— Мистер Келлер? — голос у Хейла был бархатным, спокойным, поставленным для успокоения самых тревожных пациентов. — Чем я могу вам помочь? Моя ассистентка упомянула что-то о миссис Мэйсон. Ужасная, невосполнимая трагедия. Я до сих пор не могу прийти в себя.
— Вы ее лечили? — спросил я, опускаясь в глубокое кожаное кресло напротив, тону в нем.
— В некотором роде. Миссис Мэйсон страдала от… нервного расстройства. Бессонницы, тревожности, навязчивых состояний. Я выписывал ей легкие седативные препараты. Очень чувствительная, ранимая натура. Ее смерть стала для всех нас настоящим шоком.
— Она считала, что ее смерть не будет случайной, — уронил я, наблюдая за реакцией, как хирург за показаниями приборов.
Хейл лишь печально вздохнул, сложив изящные, ухоженные руки на столе. — Это печально, но понятно. Часто после внезапной трагедии родственники ищут виноватых, не в силах смириться с жестокой и бессмысленной случайностью судьбы. Психика включает защитные механизмы. Отрицание, гнев, поиск козла отпущения. Очень характерно.
— Ее сестра наняла меня, чтобы разобраться. И в ходе разбора я наткнулся на другое имя. Джейн Уоллес. Я слышал, вы тоже были ее доктором?
Имя подействовало на Хейла как удар хлыста. Он не дернулся, не вскрикнул. Он просто замер. Замер на долю секунды, превратившись в прекрасно одетую статую. Воздух в кабинете, и без того спертый, стал густым и тяжелым, как сироп.
— Мисс Уоллес… — Хейл откашлялся, потянулся за хрустальным стаканом с водой, сделал маленький, аккуратный глоток. Его рука дрожала чуть сильнее, и вода чуть плеснула на идеально отполированную столешницу. — Да, она была моей пациенткой. Непродолжительное время. Очень… неуравновешенная, экзальтированная молодая особа. Художественный тип. Склонная к импульсивным, необдуманным поступкам и резким перепадам настроения.
— И она тоже исчезла. Случайность? Совпадение?

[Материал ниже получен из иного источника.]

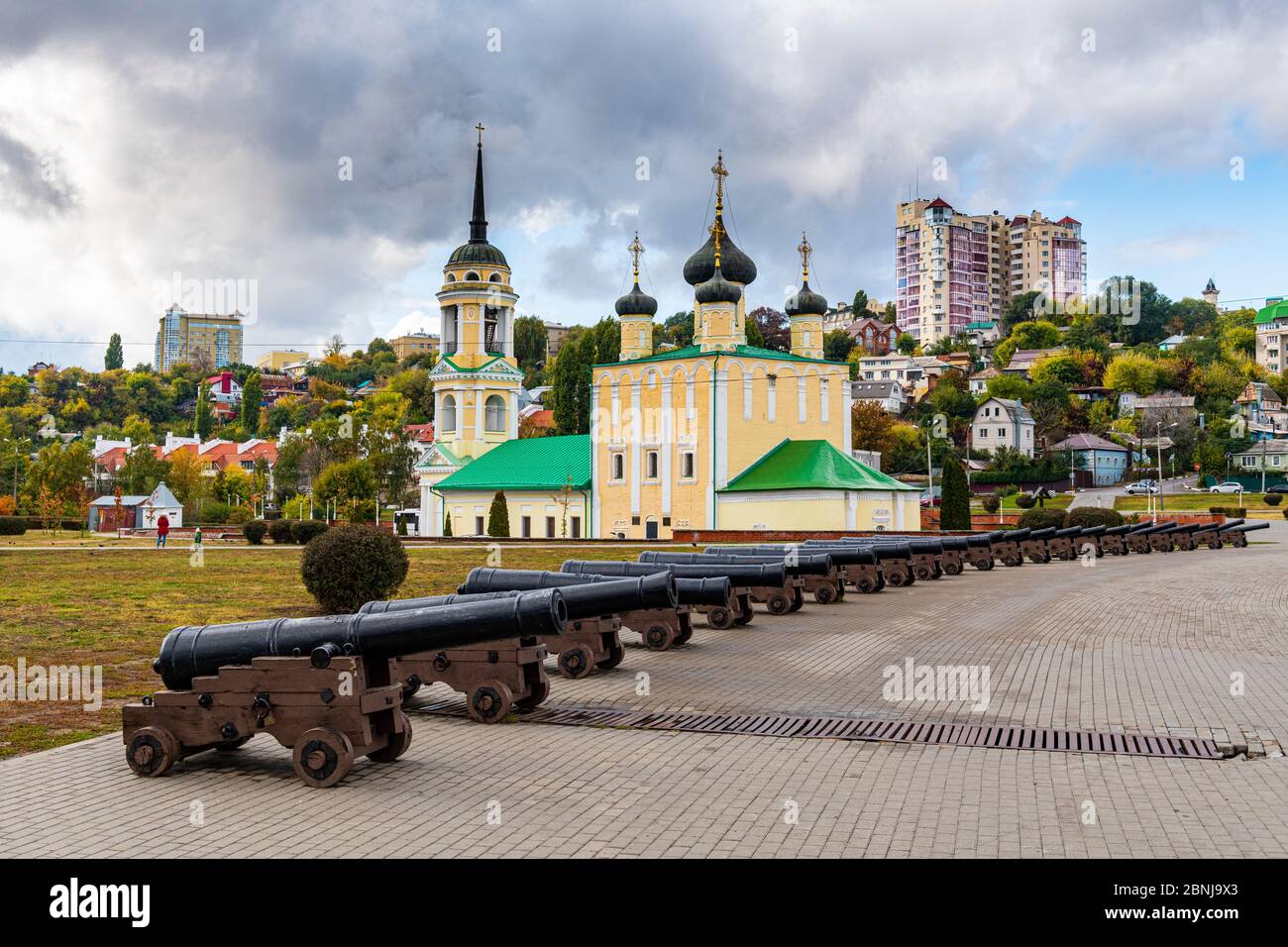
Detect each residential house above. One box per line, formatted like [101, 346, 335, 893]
[971, 398, 1034, 458]
[89, 481, 183, 532]
[967, 366, 1002, 398]
[845, 317, 898, 356]
[850, 378, 909, 415]
[1234, 381, 1288, 441]
[1047, 434, 1130, 487]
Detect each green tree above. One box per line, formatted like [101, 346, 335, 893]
[192, 385, 215, 441]
[486, 489, 510, 536]
[241, 371, 265, 437]
[939, 456, 970, 530]
[103, 333, 125, 371]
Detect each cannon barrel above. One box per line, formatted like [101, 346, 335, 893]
[152, 588, 568, 690]
[640, 552, 833, 576]
[461, 567, 680, 618]
[559, 559, 787, 586]
[1221, 522, 1270, 532]
[707, 544, 877, 566]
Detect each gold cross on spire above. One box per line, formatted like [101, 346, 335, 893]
[626, 231, 644, 282]
[796, 231, 814, 279]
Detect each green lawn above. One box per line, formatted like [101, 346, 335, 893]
[0, 543, 654, 759]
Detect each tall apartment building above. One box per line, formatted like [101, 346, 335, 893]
[152, 305, 244, 372]
[894, 197, 1087, 346]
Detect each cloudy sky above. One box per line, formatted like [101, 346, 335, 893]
[0, 0, 1288, 371]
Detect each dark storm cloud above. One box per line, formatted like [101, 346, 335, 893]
[0, 0, 1285, 368]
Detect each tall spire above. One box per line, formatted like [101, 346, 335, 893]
[471, 123, 486, 244]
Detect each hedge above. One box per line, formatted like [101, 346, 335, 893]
[1018, 509, 1064, 530]
[1064, 506, 1124, 530]
[300, 520, 408, 614]
[291, 519, 330, 546]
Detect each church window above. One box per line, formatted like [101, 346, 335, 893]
[483, 394, 505, 432]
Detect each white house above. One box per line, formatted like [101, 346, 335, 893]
[850, 378, 909, 415]
[970, 398, 1034, 458]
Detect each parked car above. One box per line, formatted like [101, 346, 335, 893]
[1124, 480, 1158, 496]
[1208, 480, 1243, 493]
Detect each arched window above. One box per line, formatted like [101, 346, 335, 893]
[483, 394, 505, 430]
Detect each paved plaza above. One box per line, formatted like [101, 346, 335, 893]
[0, 533, 1288, 857]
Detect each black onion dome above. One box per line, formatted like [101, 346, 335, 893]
[783, 279, 827, 316]
[693, 264, 742, 303]
[684, 233, 756, 286]
[613, 282, 657, 316]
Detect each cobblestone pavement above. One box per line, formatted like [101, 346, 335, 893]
[0, 530, 1288, 857]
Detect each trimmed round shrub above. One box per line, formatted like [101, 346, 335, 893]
[268, 519, 295, 543]
[227, 506, 255, 526]
[1019, 509, 1064, 530]
[291, 519, 331, 546]
[1064, 506, 1124, 530]
[300, 526, 407, 614]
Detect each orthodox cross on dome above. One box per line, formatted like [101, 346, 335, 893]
[796, 231, 814, 279]
[626, 231, 644, 283]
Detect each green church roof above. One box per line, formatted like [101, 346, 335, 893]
[435, 434, 590, 491]
[718, 440, 918, 493]
[1256, 299, 1288, 326]
[595, 346, 845, 368]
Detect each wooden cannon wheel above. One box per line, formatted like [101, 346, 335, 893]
[125, 727, 181, 776]
[368, 710, 411, 763]
[707, 605, 733, 631]
[465, 681, 514, 723]
[291, 727, 353, 789]
[644, 621, 675, 651]
[557, 644, 595, 681]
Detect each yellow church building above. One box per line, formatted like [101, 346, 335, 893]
[416, 138, 919, 539]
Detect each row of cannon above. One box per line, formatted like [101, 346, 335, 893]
[123, 520, 1269, 788]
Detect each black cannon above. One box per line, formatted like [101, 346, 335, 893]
[460, 567, 696, 659]
[1190, 518, 1245, 549]
[1219, 522, 1270, 549]
[121, 588, 567, 788]
[805, 536, 923, 588]
[561, 559, 757, 629]
[640, 552, 804, 614]
[700, 546, 845, 602]
[707, 544, 885, 592]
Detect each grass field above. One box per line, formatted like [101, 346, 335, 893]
[0, 543, 640, 758]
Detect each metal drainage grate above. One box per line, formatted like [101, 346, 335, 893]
[415, 701, 1224, 760]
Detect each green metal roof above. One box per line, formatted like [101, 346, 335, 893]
[437, 434, 590, 491]
[718, 440, 918, 493]
[1256, 299, 1288, 326]
[595, 346, 845, 368]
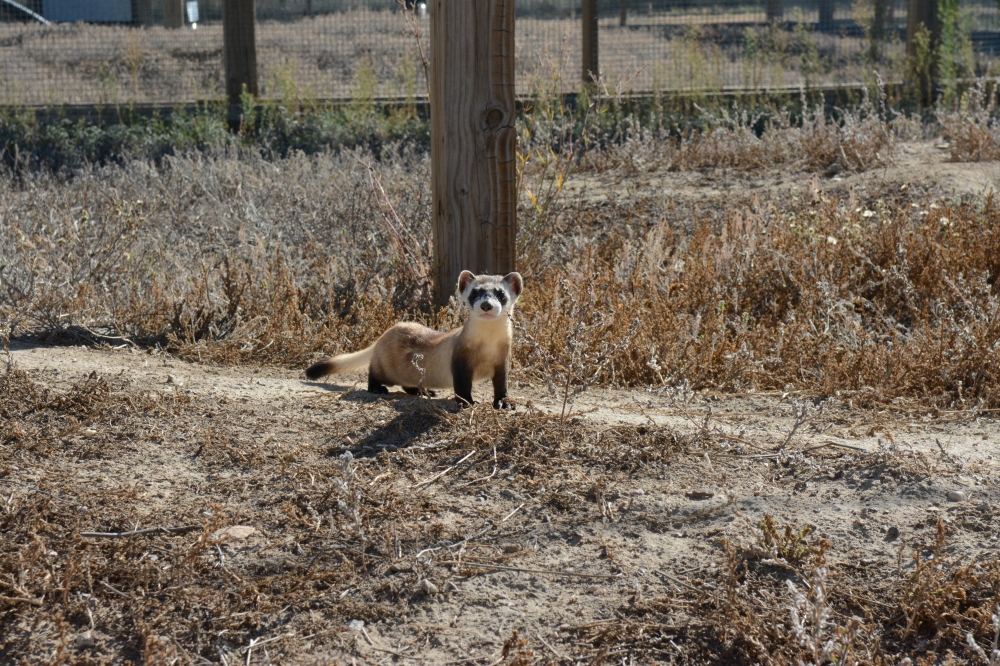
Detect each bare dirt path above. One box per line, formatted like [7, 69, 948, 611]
[0, 345, 1000, 663]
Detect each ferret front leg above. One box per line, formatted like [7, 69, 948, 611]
[451, 358, 476, 408]
[493, 358, 514, 409]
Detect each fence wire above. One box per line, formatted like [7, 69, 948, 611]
[0, 0, 1000, 106]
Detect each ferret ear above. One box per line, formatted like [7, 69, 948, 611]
[503, 273, 524, 298]
[458, 271, 476, 294]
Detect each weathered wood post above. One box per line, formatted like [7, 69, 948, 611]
[767, 0, 785, 23]
[580, 0, 600, 84]
[132, 0, 153, 28]
[430, 0, 517, 304]
[163, 0, 184, 29]
[222, 0, 258, 131]
[816, 0, 834, 32]
[906, 0, 941, 106]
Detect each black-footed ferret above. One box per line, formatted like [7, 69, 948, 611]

— Я полагаю, она просто уехала. У таких натур часто меняются планы, ветер в голове. — Хейл сделал еще один глоток воды, поставил стакан с чуть слышным стуком. Он избегал моего взгляда, рассматривая свои маникюрированные ногти.
— Скажите, доктор, — я наклонился вперед, понизив голос до интимного, доверительного шепота, каким говорят на исповеди. — А беременность — это тоже «художественный тип»? Или это уже медицинский факт, который обычно фиксируется в истории болезни?
Стакан в руке Хейла дрогнул, вода расплескалась на его безупречный халат и на стол. Его лицо побелело, как бумага. — Откуда вы… Это… Я не в курсе. И даже если бы это было так, я не могу обсуждать истории болезней своих пациентов. Врачебная тайна, мистер Келлер! Неприкосновенна и священна!
— Врачебная тайна не действует после неестественной смерти, доктор. Или после исчезновения при подозрительных обстоятельствах. Особенно если есть веские основания полагать, что совершено преступление. А у меня такие основания есть.
— Я не знаю, о чем вы! — голос Хейла срывался, теряя свой бархатный, успокаивающий тембр, в нем прорезались визгливые, истеричные нотки. — И я должен попросить вас покинуть мой кабинет. Сейчас же! У меня следующие пациенты, и я не намерен больше терпеть этот… этот допрос!
Я медленно, почти лениво поднялся. Мой взгляд скользнул по часам на запястье Хейла — дорогие золотые «Patek Philippe», явно не по карману даже очень успешному провинциальному врачу. Затем я бросил взгляд на одну из картин — небольшой, но явно подлинный пейзаж кисти какого-то французского импрессиониста, вероятно, Сислея или Писсарро.
— Красивые часы, — заметил я небрежно, делая шаг к двери. — И картина. Должно быть, частная практика в Гленвью очень… прибыльна. Или у вас щедрые меценаты?
Хейл ничего не ответил. Он просто смотрел на меня взглядом загнанного, прижатого к стене зверя, застигнутого в свете фар. В его глазах был не только страх, но и ненависть. Глубокая, молчаливая ненависть.
Я вышел, чувствуя, как по спине мне бьет этот ненавидящий, полный животного ужаса взгляд. Я получил ответ. Хейл что-то знал. И он боялся. Боялся настолько, что готов был заплатить за молчание. Дорого. Очень дорого.